There are periods of relative calm and occasions of exceptional excitement. "It's quiet most of the time," Troy Williams, a protection ranger since 1996, relates, "but every once in a while you get something like catching a national fugitive." He was referring to the apprehending in December 1999 of the suspect in the robberies of three V.I. banks — who was also wanted in Maryland and Virginia for bank robbing and car-jacking. An investigation of thefts at the Cinnamon Bay Campground by Ranger Bill Stoner, assisted by Williams, led to the arrest.
Occasional celebrity encounters
Ranger Steve Clark has only been on St. John for about a year but already had made the not-unusual contact with celebrity. On a recent patrol, he gave a verbal "regulations violation" warning to a crew member aboard a large yacht moored in Maho Bay. Word of the encounter must have reached actor and martial arts expert Chuck Norris, who was on board. Later that day, in Cruz Bay, Norris came over to Clark, introduced himself and apologized for the violation.
Oscar James, a retired ranger and a St. Johnian who started working as a lifeguard in 1966, met then-New York governor Nelson Rockefeller at Trunk Bay. Unbeknownst to James, the governor had left his watch on the back of the lifeguard stand while he went for a swim. Long after Rockefeller and his party, which included conductor/composer Leonard Bernstein, left the beach, an aide approached James and asked if he had seen the watch. "No," the lifeguard replied. "Probably he forgot it someplace else."
James recalls that the aide responded, "The governor may have left it, but he never forgets." The watch was soon found where Rockefeller had put it.
Protection rangers also get involved in community-outreach initiatives.

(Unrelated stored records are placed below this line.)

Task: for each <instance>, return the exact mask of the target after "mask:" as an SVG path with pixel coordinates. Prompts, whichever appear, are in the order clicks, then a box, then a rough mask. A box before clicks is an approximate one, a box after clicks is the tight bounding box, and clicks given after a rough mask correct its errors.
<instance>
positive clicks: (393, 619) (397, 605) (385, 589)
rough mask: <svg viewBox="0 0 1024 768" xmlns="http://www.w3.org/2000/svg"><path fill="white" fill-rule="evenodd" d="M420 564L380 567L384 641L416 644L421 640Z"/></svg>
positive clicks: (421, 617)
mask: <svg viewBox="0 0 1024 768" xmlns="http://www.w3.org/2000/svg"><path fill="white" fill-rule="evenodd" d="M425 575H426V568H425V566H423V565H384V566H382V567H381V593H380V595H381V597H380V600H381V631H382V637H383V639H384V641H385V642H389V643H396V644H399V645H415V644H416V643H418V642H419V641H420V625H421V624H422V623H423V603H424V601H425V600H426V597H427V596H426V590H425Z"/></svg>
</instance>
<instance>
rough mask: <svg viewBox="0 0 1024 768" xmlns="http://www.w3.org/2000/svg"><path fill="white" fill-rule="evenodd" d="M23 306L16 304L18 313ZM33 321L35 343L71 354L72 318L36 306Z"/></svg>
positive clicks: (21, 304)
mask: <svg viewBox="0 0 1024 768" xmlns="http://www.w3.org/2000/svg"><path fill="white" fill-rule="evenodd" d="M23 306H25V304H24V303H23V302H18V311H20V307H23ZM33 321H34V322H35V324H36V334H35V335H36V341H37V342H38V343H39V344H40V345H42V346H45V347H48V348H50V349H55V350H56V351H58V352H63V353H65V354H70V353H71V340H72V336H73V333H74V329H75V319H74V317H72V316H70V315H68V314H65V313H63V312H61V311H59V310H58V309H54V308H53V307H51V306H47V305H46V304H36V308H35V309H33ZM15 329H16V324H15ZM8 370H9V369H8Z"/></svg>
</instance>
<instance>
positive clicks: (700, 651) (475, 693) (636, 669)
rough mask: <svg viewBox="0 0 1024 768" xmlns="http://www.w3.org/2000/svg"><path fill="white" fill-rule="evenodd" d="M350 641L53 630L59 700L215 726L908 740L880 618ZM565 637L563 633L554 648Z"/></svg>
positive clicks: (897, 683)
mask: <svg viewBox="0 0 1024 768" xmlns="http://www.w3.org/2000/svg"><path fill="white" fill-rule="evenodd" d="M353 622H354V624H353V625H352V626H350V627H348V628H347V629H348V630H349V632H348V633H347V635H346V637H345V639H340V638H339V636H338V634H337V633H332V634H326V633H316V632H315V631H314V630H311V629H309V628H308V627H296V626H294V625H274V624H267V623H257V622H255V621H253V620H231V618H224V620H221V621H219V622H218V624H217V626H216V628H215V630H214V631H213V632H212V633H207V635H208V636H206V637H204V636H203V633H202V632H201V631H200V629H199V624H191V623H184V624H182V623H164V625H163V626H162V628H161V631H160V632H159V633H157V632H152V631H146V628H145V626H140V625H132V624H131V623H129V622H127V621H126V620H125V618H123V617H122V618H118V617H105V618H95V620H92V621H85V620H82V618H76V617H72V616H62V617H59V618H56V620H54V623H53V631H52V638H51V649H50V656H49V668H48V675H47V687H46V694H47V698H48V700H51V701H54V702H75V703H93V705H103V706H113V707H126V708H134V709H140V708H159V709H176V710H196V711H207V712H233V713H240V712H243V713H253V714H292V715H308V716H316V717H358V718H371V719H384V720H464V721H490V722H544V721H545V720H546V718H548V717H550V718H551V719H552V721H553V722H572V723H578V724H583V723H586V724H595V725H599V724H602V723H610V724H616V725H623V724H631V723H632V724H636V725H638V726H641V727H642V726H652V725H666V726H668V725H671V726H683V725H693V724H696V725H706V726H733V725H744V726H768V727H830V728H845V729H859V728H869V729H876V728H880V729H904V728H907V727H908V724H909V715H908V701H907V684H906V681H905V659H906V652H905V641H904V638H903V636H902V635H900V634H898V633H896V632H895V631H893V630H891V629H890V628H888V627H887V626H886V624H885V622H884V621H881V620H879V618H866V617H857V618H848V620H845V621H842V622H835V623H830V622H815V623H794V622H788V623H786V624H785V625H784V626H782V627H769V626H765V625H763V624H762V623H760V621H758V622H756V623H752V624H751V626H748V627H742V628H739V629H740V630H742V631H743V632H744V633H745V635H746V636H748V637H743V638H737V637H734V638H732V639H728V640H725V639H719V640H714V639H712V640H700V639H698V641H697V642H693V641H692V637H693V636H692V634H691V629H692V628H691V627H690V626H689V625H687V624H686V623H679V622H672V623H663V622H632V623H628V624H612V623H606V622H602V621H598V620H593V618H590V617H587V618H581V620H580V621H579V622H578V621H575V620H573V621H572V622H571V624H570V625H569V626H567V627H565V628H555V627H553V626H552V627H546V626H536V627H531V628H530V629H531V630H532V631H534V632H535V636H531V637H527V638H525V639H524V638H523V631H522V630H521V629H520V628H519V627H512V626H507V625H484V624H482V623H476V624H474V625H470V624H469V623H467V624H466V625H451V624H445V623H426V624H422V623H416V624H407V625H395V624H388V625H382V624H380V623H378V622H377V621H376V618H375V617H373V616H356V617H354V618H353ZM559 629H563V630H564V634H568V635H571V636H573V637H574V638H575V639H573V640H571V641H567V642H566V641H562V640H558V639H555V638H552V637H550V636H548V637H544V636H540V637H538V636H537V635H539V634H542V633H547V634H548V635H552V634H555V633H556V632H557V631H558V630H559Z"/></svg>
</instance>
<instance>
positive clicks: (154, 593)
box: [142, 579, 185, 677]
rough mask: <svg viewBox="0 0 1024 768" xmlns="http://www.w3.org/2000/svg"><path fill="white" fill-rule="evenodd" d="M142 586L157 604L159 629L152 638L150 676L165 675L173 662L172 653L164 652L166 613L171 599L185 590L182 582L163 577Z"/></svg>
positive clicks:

Ranger Steve Clark conducted a Drug Abuse Resistance Education (DARE) course at Pine Peace School in May. Williams, an active member of the Coast Guard Auxiliary, was involved in Safe Boating Week activities.
Elmo Rabsatt, a ranger for nearly two decades, has been involved in St. John Rescue Service and the national Red Ribbon Week anti-drug program. He has received commendations from the U.S. Attorney's Office for his outreach to troubled teens. Every year at the V.I. Environmental Research Station in Lameshur Bay, Rabsatt coordinates a series of in-depth workshops for youngsters and their parents that include presentations by social workers, judges, police officers and others in a holistic effort to combat juvenile delinquency.
On one plane, a national park is only as good as its enforcement and safety capabilities. Protection rangers form the shield that holds a park intact and allows its other personnel to do their jobs to fulfill the park's mission. With their training and experience, the protection rangers of the V.I. National Park are effective in protecting visitors and resources, despite the challenges of ever-increasing park usage and budgetary and staffing constraints — the realities of most national parks today.

Editor's note: Don Near is an interpretive ranger in the V.I. National Park. This article is adapted from one which appeared in the June issue of the St John Times newspaper.